I use EAGLE, and find it quite brilliant :)

 

Another suggestion off a friend of mine who works as a console operator in TV, was a "DMX Override Interface Smoke/Haze Regulator"

...

Similarly, I had another idea of a "DMX button pusher" for non-DMX controlled smoke/haze machines. put the machine's controller into the "slipper" of the button-pusher, line the button up with the solenoid, and clamp the controller in place.
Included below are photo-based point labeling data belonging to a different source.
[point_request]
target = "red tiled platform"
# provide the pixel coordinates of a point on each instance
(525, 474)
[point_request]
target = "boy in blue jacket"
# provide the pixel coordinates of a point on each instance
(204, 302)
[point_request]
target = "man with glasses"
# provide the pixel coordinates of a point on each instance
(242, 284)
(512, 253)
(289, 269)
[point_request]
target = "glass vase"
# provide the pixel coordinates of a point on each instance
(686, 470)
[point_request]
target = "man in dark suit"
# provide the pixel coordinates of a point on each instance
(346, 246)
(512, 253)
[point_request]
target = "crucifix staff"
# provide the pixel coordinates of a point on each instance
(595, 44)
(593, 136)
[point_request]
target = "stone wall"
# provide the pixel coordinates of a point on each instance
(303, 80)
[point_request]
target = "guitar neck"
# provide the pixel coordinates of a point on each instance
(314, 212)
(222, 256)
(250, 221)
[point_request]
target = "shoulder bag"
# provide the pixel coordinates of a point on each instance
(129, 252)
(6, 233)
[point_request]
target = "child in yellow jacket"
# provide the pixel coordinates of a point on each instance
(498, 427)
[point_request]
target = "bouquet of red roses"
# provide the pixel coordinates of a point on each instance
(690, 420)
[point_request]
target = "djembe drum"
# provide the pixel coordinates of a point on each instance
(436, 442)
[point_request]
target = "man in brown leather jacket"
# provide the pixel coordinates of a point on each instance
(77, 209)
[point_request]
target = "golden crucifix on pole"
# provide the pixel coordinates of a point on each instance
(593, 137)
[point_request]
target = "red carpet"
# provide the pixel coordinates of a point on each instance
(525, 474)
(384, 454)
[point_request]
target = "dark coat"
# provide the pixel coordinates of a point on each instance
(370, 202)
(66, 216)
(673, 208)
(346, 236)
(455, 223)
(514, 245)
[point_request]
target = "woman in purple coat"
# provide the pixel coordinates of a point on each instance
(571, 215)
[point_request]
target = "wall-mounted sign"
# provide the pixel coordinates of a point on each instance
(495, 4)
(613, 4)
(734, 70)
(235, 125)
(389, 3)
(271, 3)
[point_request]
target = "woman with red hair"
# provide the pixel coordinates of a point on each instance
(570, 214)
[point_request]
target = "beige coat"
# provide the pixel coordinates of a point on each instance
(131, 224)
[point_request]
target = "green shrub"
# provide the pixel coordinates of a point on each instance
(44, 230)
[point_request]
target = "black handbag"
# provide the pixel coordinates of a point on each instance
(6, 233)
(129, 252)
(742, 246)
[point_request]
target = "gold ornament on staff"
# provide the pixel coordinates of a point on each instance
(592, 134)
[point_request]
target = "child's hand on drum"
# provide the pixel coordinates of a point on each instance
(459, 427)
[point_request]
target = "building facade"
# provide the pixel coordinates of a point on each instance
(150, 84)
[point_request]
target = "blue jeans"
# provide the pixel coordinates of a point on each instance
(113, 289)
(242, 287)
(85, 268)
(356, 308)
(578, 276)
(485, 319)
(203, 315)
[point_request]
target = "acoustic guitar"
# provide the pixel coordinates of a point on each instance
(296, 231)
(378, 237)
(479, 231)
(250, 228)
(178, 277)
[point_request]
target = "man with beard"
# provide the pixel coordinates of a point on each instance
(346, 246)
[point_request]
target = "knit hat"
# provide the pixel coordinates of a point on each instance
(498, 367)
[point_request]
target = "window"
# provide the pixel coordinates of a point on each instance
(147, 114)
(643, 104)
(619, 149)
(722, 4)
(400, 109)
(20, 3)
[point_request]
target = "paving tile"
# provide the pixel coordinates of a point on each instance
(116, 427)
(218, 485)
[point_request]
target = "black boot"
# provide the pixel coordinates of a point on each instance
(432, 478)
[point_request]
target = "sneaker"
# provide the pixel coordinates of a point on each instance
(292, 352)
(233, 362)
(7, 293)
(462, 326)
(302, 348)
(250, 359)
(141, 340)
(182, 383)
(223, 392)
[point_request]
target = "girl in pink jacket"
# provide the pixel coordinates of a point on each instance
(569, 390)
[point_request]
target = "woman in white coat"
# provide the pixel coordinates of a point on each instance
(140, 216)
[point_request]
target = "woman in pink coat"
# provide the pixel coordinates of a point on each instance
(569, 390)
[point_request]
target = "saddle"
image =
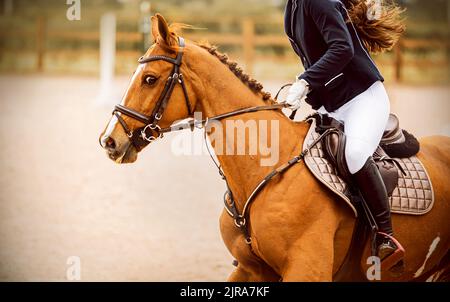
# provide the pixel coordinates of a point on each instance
(406, 179)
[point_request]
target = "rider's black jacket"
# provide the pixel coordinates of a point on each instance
(338, 66)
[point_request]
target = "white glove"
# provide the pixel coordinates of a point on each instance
(297, 93)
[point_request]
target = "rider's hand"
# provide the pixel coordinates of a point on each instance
(297, 93)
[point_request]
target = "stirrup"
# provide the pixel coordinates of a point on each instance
(393, 260)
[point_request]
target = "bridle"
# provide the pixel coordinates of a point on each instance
(141, 137)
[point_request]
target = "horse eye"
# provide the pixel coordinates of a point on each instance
(150, 80)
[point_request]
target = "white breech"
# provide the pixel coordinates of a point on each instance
(364, 118)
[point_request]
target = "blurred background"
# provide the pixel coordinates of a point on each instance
(64, 64)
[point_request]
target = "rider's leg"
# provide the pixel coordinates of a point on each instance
(364, 122)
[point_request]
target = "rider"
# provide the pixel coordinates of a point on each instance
(333, 40)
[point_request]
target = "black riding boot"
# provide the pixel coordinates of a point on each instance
(373, 190)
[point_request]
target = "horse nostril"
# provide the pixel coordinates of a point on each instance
(110, 143)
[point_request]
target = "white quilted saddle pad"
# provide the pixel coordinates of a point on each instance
(413, 196)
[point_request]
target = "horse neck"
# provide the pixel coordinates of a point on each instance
(225, 93)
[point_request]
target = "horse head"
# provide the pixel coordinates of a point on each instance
(160, 92)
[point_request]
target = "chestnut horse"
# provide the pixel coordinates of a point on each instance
(300, 231)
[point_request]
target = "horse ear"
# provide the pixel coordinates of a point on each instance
(160, 28)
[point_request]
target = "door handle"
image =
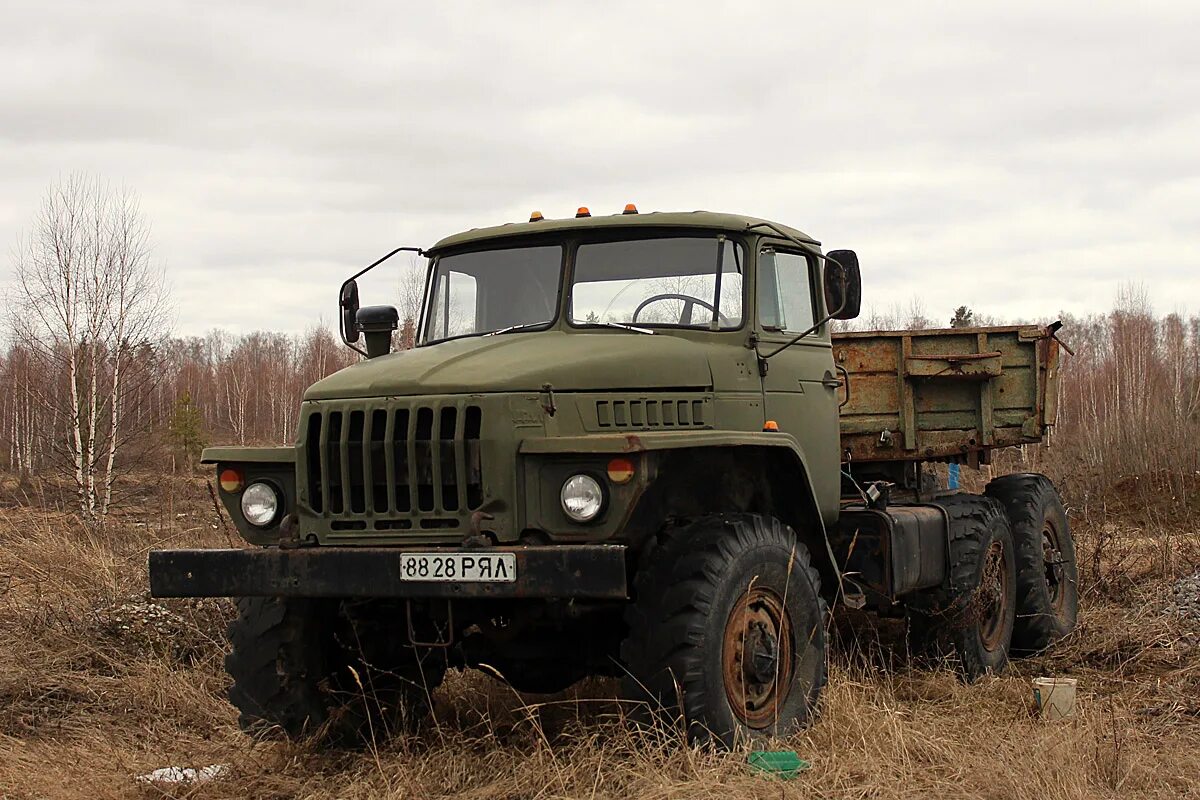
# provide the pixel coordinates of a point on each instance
(829, 382)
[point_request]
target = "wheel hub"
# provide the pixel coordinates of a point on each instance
(1051, 558)
(757, 657)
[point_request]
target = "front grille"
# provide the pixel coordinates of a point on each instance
(399, 459)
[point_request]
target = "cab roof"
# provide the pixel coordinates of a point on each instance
(707, 220)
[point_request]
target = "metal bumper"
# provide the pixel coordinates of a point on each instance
(595, 571)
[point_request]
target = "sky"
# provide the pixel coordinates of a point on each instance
(1019, 158)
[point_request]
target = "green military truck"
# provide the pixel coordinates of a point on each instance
(631, 445)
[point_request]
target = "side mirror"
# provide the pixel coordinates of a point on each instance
(843, 284)
(349, 307)
(377, 324)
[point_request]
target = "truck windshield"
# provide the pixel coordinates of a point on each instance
(678, 282)
(492, 290)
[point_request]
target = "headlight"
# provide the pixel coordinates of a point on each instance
(582, 498)
(259, 504)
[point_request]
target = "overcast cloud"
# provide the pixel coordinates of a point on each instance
(1025, 158)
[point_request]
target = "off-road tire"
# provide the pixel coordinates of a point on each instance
(1047, 575)
(965, 615)
(696, 582)
(304, 667)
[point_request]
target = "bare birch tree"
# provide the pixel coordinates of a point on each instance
(89, 304)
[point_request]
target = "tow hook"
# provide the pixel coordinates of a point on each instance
(289, 533)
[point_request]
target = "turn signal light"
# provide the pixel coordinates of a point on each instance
(621, 470)
(232, 480)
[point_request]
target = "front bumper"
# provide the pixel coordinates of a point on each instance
(593, 571)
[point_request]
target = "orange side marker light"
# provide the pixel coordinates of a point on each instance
(232, 480)
(621, 470)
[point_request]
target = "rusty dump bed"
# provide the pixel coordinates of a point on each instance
(946, 395)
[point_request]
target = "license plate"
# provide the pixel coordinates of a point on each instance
(460, 567)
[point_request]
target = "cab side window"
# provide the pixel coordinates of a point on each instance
(785, 290)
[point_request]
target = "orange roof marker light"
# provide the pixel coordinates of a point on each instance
(621, 470)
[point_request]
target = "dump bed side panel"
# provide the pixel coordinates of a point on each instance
(946, 395)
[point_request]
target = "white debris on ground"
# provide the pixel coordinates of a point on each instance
(138, 618)
(1187, 597)
(185, 774)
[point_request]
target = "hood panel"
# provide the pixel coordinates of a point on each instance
(523, 362)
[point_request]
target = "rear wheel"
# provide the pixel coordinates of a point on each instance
(973, 615)
(1047, 577)
(726, 630)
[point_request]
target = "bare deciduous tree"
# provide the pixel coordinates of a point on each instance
(88, 306)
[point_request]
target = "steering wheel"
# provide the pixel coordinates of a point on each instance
(688, 304)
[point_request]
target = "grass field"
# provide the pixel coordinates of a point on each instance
(99, 685)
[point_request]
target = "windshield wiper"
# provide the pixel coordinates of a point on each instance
(517, 328)
(622, 326)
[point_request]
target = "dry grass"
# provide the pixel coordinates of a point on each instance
(95, 689)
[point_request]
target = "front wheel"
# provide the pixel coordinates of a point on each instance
(727, 630)
(303, 666)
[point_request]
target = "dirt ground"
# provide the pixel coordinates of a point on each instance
(100, 685)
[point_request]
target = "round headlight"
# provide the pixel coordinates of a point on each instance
(259, 505)
(582, 498)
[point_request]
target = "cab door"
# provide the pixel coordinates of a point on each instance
(801, 385)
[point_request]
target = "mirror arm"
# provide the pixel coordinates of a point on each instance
(341, 293)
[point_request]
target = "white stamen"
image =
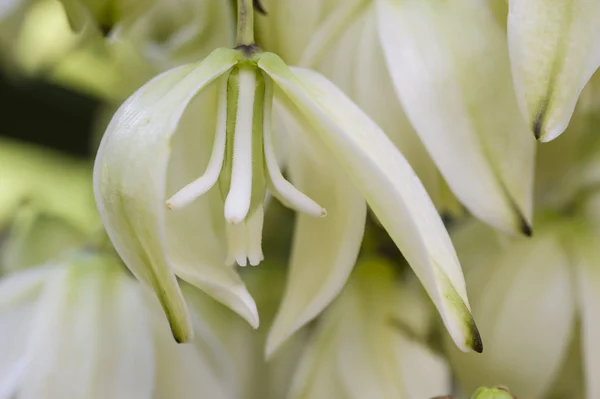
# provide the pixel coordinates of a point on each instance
(289, 194)
(254, 236)
(237, 203)
(205, 182)
(236, 243)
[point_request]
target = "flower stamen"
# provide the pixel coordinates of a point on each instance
(285, 192)
(205, 182)
(237, 203)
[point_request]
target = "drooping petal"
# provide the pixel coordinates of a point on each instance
(316, 375)
(68, 307)
(130, 177)
(196, 233)
(125, 361)
(371, 357)
(451, 70)
(390, 186)
(15, 323)
(324, 249)
(526, 310)
(183, 371)
(554, 50)
(357, 66)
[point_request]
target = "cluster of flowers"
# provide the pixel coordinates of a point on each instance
(409, 108)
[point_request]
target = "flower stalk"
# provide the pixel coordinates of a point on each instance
(245, 23)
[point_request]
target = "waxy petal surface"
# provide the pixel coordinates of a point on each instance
(554, 50)
(389, 185)
(450, 66)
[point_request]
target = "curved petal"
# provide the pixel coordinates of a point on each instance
(357, 66)
(69, 307)
(451, 71)
(554, 50)
(390, 186)
(184, 371)
(130, 176)
(195, 233)
(324, 249)
(526, 311)
(125, 365)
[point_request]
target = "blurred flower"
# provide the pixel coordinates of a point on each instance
(439, 58)
(529, 295)
(492, 393)
(48, 181)
(554, 49)
(33, 236)
(366, 345)
(81, 327)
(131, 196)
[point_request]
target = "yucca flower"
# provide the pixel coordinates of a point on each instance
(82, 327)
(554, 50)
(530, 294)
(447, 67)
(41, 178)
(367, 344)
(164, 220)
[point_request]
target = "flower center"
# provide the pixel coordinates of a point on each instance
(243, 163)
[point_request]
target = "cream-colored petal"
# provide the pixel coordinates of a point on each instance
(324, 250)
(554, 50)
(390, 186)
(124, 364)
(526, 313)
(451, 70)
(588, 283)
(366, 359)
(316, 375)
(69, 307)
(195, 233)
(184, 371)
(130, 178)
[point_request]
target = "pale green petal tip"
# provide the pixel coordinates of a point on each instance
(492, 393)
(458, 318)
(178, 317)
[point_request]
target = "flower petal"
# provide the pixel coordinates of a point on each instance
(588, 281)
(324, 249)
(125, 365)
(526, 311)
(357, 66)
(390, 186)
(130, 177)
(451, 72)
(554, 49)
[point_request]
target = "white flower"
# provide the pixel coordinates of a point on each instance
(529, 296)
(366, 345)
(83, 328)
(151, 150)
(554, 50)
(449, 66)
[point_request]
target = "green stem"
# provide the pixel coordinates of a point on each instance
(245, 26)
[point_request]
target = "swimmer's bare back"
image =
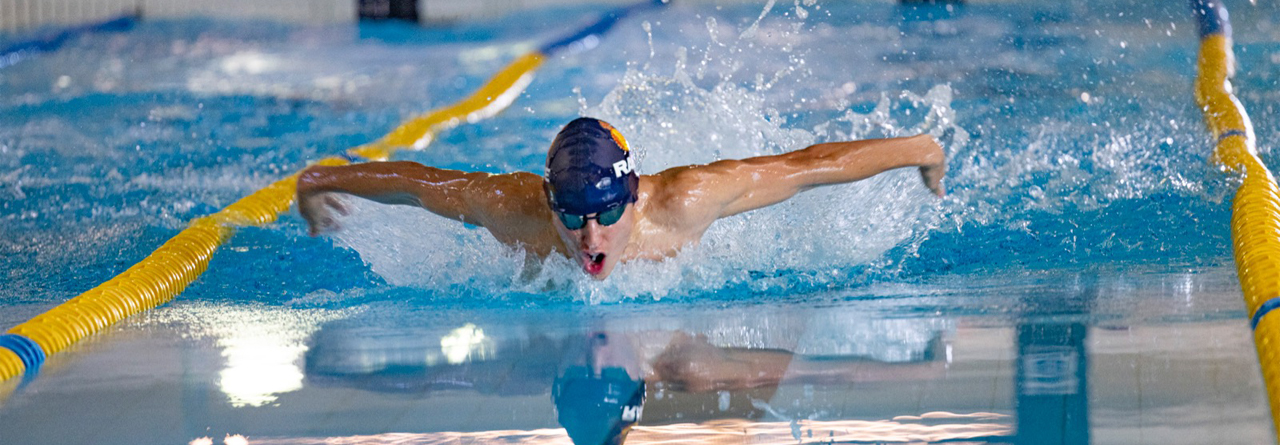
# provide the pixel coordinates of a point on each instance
(672, 210)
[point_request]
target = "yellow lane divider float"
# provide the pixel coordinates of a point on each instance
(1256, 210)
(167, 271)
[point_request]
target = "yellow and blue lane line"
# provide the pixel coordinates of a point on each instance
(167, 271)
(1256, 209)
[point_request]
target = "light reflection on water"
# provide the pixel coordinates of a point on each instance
(1064, 368)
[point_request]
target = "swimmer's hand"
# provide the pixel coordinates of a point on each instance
(319, 207)
(933, 165)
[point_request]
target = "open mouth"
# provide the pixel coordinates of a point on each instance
(593, 262)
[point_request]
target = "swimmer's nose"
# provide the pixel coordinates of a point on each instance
(592, 234)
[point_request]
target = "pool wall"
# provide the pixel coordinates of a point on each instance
(21, 14)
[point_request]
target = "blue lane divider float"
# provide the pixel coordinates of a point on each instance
(31, 354)
(589, 36)
(50, 42)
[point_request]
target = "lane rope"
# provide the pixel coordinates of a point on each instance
(1256, 209)
(167, 271)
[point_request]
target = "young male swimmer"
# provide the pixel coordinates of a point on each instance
(594, 207)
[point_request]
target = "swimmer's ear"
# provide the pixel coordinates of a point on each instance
(547, 192)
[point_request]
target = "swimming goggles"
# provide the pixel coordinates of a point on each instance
(606, 218)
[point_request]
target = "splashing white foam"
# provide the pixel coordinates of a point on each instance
(672, 122)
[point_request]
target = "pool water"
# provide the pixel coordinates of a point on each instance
(1074, 287)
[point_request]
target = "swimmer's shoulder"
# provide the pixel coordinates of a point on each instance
(675, 197)
(512, 195)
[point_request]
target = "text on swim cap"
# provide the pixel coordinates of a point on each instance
(624, 166)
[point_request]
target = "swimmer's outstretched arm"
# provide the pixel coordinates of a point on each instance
(464, 196)
(731, 187)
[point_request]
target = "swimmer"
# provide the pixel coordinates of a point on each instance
(594, 207)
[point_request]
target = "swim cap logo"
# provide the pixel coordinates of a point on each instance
(617, 136)
(624, 166)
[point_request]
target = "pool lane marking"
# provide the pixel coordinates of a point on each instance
(167, 271)
(23, 50)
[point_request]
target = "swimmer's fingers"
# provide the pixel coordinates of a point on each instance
(932, 177)
(319, 212)
(337, 203)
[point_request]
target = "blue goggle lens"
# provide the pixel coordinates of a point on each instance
(606, 218)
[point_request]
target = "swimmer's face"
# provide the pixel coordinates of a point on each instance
(598, 247)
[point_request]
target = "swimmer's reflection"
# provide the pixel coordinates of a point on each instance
(598, 399)
(600, 395)
(604, 382)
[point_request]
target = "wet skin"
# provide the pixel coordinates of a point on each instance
(672, 207)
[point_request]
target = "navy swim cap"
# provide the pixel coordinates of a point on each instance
(598, 409)
(590, 169)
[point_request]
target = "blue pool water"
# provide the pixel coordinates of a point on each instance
(1074, 287)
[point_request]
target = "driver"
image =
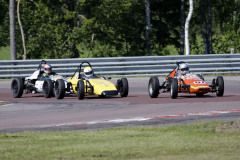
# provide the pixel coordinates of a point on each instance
(183, 70)
(88, 72)
(48, 73)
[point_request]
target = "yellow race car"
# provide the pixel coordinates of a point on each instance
(87, 83)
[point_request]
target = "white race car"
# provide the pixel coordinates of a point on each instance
(36, 83)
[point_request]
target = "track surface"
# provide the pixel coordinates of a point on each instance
(35, 113)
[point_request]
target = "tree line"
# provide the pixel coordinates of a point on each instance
(109, 28)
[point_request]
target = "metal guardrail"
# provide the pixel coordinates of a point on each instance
(128, 66)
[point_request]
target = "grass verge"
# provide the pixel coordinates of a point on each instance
(5, 53)
(209, 140)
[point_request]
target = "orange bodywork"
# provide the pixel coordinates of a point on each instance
(191, 83)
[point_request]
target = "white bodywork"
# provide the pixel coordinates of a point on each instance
(39, 86)
(39, 83)
(34, 75)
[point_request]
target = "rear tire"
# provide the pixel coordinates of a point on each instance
(59, 89)
(17, 86)
(153, 87)
(219, 86)
(80, 90)
(174, 88)
(48, 88)
(123, 87)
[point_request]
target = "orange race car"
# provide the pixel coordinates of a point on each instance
(180, 80)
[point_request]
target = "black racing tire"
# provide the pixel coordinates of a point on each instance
(17, 87)
(174, 88)
(80, 90)
(153, 87)
(59, 89)
(199, 94)
(219, 86)
(124, 87)
(48, 88)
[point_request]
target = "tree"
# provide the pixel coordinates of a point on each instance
(182, 27)
(148, 27)
(12, 30)
(22, 32)
(187, 27)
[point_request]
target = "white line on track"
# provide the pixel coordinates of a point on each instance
(144, 118)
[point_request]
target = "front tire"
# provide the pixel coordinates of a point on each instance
(48, 88)
(153, 87)
(123, 87)
(80, 90)
(17, 86)
(59, 89)
(174, 88)
(219, 86)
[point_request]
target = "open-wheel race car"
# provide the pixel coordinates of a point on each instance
(87, 83)
(180, 80)
(43, 80)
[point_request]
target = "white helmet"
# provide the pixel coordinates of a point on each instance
(88, 71)
(47, 68)
(184, 68)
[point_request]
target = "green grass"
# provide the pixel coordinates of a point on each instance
(201, 141)
(5, 53)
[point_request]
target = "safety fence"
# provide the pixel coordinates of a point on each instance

Taa-daa! One DMX-controlled smoke/haze machine!

 

I love both of those ideas. Have you considered a DMX 'interface' to non-DMX smoke machines? Plug it in to the machine, plug DMX into it, and it takes your DMX value and translates it to control signals for the machine? Obviously it's tied to the protocol that the machine uses...but I can't think of any good smoke machines (ie machines that might use a clever control protocol of their own) that don't have DMX as well, and most of the cheaper ones just use the remote as an inline switch don't they? So that shouldn't be an issue in practice.

 

My latest project is a DMX projector dowser - it wasn't long before I realised that I could build my own for less than the hire price of the City Theatrical version (which I have to say is really extortionately priced, isn't it?). Originally I was going to buy a DMX servo controller board and a servo...but then I realised that servo control really isn't all that difficult, and designed my own board from scratch. I've finished the schematic but haven't had a chance to price it up yet - I can't see it being more than £15 including servo though. Crazy.